La ricerca punta a delineare il ritratto dell’adolescente medio statunitense e finisce per fornire il modello “omologante” a cui, loro malgrado o forse inconsapevolmente, tendono le giovani generazioni di tutte società ad alto tasso di digitalizzazione.

Dati alla mano, l’attenzione dell’autrice, infatti, è focalizzata, più che sull’uso/abuso dei social da parte degli iGen, sulle conseguenze dell’iper-esposizione alla luce blu, in termini di comportamenti privati e collettivi, abilità sociali, rischi inerenti la salute mentale generale e, dunque, di stabilità socio-economica.

Da un lato, quindi, difficoltà o, in alcuni casi, incapacità di interazione, tendenza a prolungare l’infanzia, ritardo nell’affrontare le esperienze tipiche dell’adolescenza (dal possesso delle chiavi di casa, all’autonomia negli spostamenti, dal fumo all’alcool, alle prime esperienze sessuali), angoscia relazionata alla prospettiva di crescere ed essere autosufficienti.

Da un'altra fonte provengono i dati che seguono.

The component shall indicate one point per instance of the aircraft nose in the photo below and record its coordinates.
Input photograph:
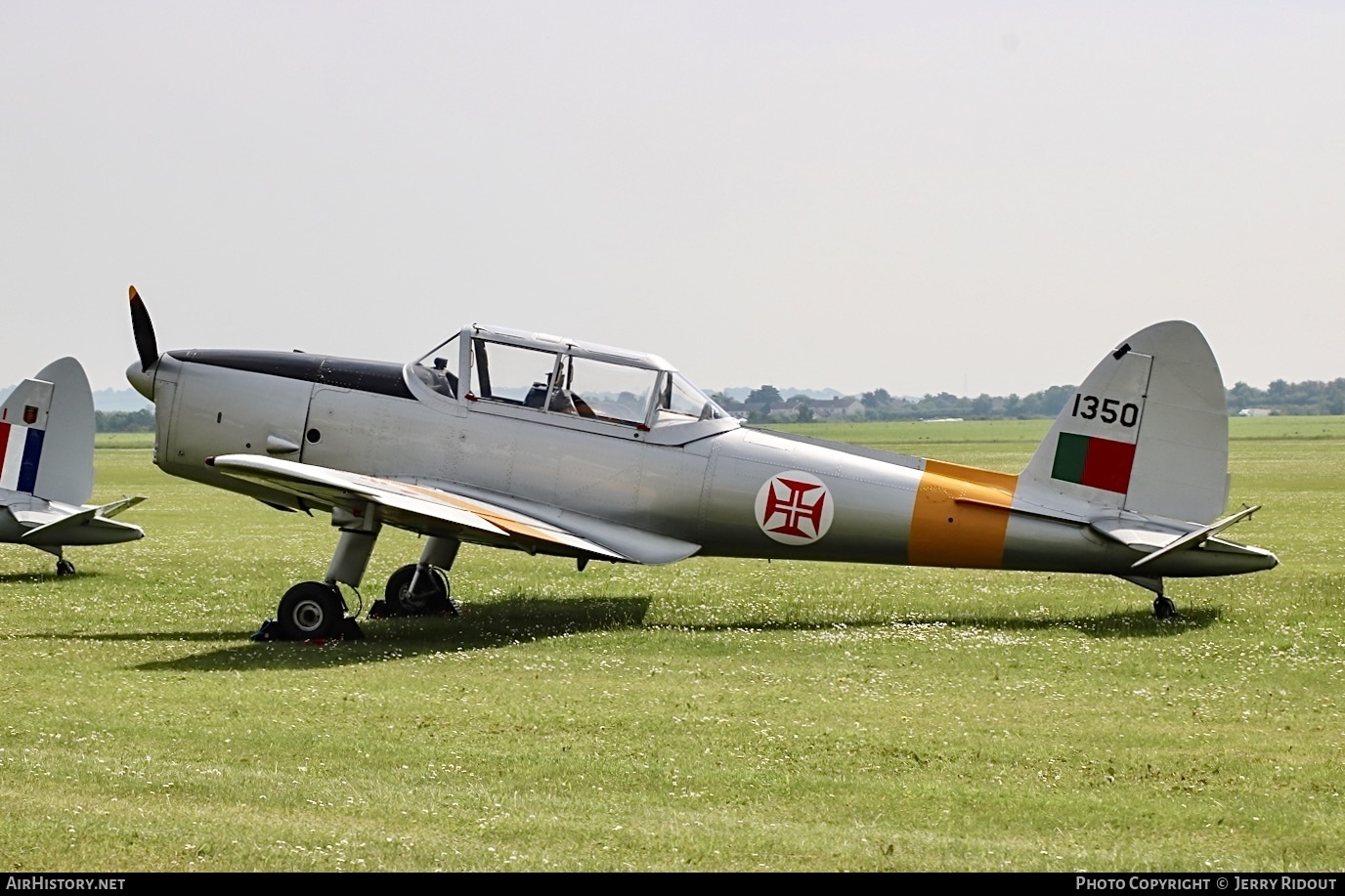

Dall’altro, senso di insoddisfazione, di vuoto, dipendenza fisica ed emotiva dai social, insicurezza costante nei confronti del mondo circostante, paura degli altri, solitudine, cyberbullismo, depressione.

Nel libro è spesso sottolineata la relazione tra l’aumento di problematiche legate alla salute mentale negli adolescenti (dalla depressione al suicidio) e l’uso sconsiderato dei social. Alla base di questa interrelazione è posto il gap che inevitabilmente si crea tra le aspettative che vengono dal mondo virtuale, per la sovraesposizione a sorrisi, like e successi altrui, e la realtà quotidiana di chi osserva la quale, al cospetto di tanta ostentata felicità e socialità, non può che apparire triste e solitaria. Queste situazioni sempre più frequentemente possono avere esiti patologici e in alcuni casi anche tragici, con ripercussioni sullo stato sociale generale della salute mentale.

In effetti, Instagram, Snapchat, Xbox, non ci darebbero tanto da pensare se non fossero associati a una presenza talmente invasiva della realtà virtuale nella vita quotidiana, invero trasversale a tutte le generazioni, che finisce per incidere sulla struttura mentale degli adolescenti, determinando il loro modo di stare al mondo e quindi anche la loro capacità produttiva e riproduttiva.

Ma l’intento della sociologa non è quello di demonizzare gli adolescenti odierni o di tracciarne il ritratto a fosche tinte. Di questa generazione, infatti, vengono anche esaltate alcune specifiche virtù, come la capacità di autocontrollo, il realismo, il senso della sicurezza e dell’incolumità personale.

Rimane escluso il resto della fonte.